Шрифт:
Интервал:
Закладка:
Лишь под конец Шангин-Березовский бегло рассказывал об обстоятельствах, изгнавших его из братства избранных. Слог здесь отрывистый, почти небрежный: «По состоянию здоровья уехал в село и после атаки анархистской банды бежал и потерял документы». Рассказчик понимал, что его не осудят за ошибки молодости, клерикальное обучение, недопонимание классовой сущности 1917 года. Путь к свету мог содержать в себе моменты помрачения, а это партия уже простила ему; расстояние, пройденное сознанием, лишь добавляло патетики обращения.
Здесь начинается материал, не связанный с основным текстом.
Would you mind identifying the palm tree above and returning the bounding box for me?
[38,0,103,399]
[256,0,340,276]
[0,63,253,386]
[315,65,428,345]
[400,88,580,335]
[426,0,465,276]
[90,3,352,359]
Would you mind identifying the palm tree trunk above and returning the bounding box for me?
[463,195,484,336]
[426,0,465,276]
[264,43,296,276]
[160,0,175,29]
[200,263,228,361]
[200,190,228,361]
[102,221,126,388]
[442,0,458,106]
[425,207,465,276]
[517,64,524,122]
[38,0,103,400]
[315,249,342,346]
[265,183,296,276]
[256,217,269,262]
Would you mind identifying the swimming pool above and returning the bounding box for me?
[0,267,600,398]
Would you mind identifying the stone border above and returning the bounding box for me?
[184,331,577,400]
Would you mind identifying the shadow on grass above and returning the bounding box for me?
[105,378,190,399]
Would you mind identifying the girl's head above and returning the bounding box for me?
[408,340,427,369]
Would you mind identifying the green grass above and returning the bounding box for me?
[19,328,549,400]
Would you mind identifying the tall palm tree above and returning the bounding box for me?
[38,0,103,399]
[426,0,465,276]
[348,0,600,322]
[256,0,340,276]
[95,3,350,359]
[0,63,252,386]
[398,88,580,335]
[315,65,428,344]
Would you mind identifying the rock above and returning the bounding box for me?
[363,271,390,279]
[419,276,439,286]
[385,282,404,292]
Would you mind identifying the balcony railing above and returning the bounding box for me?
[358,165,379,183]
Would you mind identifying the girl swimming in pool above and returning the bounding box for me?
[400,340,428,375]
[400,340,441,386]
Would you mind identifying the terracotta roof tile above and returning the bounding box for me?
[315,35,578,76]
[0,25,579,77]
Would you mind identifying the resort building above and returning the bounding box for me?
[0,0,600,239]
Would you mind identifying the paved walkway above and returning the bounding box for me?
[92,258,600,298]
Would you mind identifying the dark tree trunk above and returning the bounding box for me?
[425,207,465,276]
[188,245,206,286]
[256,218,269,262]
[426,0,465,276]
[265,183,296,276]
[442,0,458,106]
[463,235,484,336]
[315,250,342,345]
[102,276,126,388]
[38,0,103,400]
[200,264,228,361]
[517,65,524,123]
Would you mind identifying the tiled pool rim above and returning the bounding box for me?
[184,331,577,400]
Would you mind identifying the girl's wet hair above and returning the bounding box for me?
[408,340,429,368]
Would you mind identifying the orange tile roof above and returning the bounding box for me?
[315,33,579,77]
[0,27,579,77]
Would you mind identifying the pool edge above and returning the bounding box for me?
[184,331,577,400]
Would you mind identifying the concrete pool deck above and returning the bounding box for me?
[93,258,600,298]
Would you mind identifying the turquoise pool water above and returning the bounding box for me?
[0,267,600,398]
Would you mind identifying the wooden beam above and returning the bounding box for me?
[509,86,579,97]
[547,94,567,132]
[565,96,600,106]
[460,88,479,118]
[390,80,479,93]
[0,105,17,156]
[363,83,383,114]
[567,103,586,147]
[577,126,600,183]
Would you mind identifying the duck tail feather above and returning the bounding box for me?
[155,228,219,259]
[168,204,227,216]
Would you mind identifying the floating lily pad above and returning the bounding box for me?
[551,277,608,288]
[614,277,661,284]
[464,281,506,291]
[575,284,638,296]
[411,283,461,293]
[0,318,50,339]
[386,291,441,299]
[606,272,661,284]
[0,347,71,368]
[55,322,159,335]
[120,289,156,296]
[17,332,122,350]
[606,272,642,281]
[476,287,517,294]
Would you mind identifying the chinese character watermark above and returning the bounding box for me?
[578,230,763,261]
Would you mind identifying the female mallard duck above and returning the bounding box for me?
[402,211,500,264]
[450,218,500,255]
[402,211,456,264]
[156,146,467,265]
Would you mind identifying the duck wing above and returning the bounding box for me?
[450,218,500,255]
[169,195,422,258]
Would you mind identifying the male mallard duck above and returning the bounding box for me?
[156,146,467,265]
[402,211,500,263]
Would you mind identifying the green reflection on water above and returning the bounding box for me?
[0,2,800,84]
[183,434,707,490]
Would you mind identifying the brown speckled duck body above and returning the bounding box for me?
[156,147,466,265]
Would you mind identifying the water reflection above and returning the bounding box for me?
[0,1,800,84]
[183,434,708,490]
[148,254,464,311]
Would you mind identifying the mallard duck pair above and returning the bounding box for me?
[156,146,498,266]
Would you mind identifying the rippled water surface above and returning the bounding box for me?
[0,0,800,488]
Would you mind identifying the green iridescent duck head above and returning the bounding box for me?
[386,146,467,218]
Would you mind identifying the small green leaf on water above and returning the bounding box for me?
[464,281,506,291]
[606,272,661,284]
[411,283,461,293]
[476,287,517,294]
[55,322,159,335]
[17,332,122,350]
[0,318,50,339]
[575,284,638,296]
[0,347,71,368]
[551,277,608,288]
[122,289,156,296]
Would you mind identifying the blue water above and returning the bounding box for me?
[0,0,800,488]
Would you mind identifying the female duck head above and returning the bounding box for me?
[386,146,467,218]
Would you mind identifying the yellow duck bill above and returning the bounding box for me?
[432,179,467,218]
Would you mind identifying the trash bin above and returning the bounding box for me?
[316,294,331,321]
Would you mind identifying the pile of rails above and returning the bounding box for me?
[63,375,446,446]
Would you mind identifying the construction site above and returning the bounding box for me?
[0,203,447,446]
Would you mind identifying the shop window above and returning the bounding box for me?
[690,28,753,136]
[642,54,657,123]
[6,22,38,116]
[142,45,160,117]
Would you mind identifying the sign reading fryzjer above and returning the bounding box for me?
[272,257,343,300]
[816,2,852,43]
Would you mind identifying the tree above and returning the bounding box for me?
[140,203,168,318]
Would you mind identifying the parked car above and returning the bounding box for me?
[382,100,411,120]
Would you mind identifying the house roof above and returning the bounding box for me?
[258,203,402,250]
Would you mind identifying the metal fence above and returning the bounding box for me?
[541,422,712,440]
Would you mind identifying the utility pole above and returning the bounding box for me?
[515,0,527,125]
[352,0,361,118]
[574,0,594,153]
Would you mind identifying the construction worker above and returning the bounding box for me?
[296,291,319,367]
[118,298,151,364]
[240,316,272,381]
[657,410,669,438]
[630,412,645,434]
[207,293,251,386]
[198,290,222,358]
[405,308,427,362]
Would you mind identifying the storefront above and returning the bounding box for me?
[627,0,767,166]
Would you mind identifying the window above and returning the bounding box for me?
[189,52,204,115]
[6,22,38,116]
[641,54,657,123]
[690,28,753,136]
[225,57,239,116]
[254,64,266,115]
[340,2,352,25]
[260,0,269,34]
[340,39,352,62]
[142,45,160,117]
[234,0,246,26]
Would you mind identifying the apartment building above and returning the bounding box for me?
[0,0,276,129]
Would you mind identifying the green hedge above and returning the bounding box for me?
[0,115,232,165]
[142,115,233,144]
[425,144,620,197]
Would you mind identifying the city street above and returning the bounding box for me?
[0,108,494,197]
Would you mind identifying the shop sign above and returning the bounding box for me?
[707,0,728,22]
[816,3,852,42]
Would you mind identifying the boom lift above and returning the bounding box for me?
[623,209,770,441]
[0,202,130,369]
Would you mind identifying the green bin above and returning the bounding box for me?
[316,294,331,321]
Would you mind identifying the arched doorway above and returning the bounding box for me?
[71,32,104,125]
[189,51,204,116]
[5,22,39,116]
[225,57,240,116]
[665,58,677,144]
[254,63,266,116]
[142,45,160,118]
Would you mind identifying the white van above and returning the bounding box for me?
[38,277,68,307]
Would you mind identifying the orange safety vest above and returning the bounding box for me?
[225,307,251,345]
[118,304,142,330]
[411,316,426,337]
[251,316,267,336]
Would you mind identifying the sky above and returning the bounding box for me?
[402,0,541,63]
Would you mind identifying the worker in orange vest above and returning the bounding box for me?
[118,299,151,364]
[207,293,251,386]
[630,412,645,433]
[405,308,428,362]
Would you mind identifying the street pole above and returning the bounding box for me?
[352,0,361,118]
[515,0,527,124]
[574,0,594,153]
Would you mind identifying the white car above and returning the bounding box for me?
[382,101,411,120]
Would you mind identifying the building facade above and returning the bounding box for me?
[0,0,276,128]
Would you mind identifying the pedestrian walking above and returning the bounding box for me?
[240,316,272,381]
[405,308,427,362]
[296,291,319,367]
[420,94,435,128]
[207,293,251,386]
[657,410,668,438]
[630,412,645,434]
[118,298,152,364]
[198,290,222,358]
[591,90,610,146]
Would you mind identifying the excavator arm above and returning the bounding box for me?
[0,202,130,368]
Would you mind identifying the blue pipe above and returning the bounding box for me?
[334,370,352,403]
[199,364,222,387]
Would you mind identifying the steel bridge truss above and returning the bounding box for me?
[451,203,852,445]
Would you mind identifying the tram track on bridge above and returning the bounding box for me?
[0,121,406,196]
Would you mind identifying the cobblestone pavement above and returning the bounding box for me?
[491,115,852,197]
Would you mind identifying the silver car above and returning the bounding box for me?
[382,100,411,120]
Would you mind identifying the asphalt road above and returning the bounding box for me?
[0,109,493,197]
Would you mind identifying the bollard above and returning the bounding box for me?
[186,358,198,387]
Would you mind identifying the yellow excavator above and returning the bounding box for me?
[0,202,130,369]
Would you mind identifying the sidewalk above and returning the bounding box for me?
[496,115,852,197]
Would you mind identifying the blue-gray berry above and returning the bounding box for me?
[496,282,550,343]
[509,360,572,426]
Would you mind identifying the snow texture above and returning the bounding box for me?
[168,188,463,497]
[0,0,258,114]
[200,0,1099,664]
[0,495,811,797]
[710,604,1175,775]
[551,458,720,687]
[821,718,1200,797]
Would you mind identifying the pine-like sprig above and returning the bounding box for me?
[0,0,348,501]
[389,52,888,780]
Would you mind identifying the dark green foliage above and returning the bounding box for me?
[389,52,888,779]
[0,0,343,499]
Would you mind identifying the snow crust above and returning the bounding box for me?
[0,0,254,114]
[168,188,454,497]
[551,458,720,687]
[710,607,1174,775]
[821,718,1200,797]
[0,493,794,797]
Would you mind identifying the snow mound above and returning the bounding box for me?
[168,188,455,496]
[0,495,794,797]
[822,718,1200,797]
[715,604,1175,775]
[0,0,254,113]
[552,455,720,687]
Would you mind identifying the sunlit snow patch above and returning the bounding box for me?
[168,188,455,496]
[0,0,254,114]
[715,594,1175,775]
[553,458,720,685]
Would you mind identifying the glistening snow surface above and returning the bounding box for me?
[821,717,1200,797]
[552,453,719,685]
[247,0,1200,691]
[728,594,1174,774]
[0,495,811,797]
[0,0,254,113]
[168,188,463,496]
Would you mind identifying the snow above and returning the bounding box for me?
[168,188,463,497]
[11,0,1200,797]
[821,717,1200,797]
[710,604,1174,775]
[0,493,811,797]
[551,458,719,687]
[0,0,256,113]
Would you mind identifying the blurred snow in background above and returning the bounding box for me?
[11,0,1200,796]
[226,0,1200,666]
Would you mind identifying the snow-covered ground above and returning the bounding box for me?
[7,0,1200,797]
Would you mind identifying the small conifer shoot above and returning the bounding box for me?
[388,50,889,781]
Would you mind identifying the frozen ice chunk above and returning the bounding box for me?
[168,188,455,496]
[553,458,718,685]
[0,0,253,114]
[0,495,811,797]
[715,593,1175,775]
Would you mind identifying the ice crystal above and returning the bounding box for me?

Но вот дезертирство – а Шангин-Березовский опасался, что его бегство в деревню и таинственная потеря партбилета будут истолкованы именно так, – не могло быть оправдано недостаточной политической сознательностью. Его обращение уже состоялось, поэтому он был вынужден настаивать, что никогда не изменял большевизму. Автобиограф оставил авангард пролетариата только временно и только под давлением обстоятельств.
Раскаивающийся отступник имел в своем поэтическом арсенале одну-единственную стратегию защиты, основанную на аргументе о временном затмении. Слово «затмение» включает в себя набор риторических приемов, которыми пользовались заблудшие коммунисты: в конце концов, даже идеальный дух может быть побежден физическим недугом. Такой дух в точности был похож на солнце – классический символ сознания-совести в большевистской поэтике и иконографии, – которое временно заслонила луна.
Линия защиты, основанная на затмении, обладала двойным достоинством. Она позволяла кающимся коммунистам внушить мысль, что их отступничество было эфемерным, – солнце вновь появляется после затмения подобно тому, как сознание оступившихся коммунистов возрождается, как только они исцеляются. К тому же описывалось физическое затруднение, а не духовное – луна как символ тела, мешающего духу. Именно в силу того, что тело являлось локусом инстинктов, соматических процессов и иррациональности, оно и мыслилось как подлежащее перестройке.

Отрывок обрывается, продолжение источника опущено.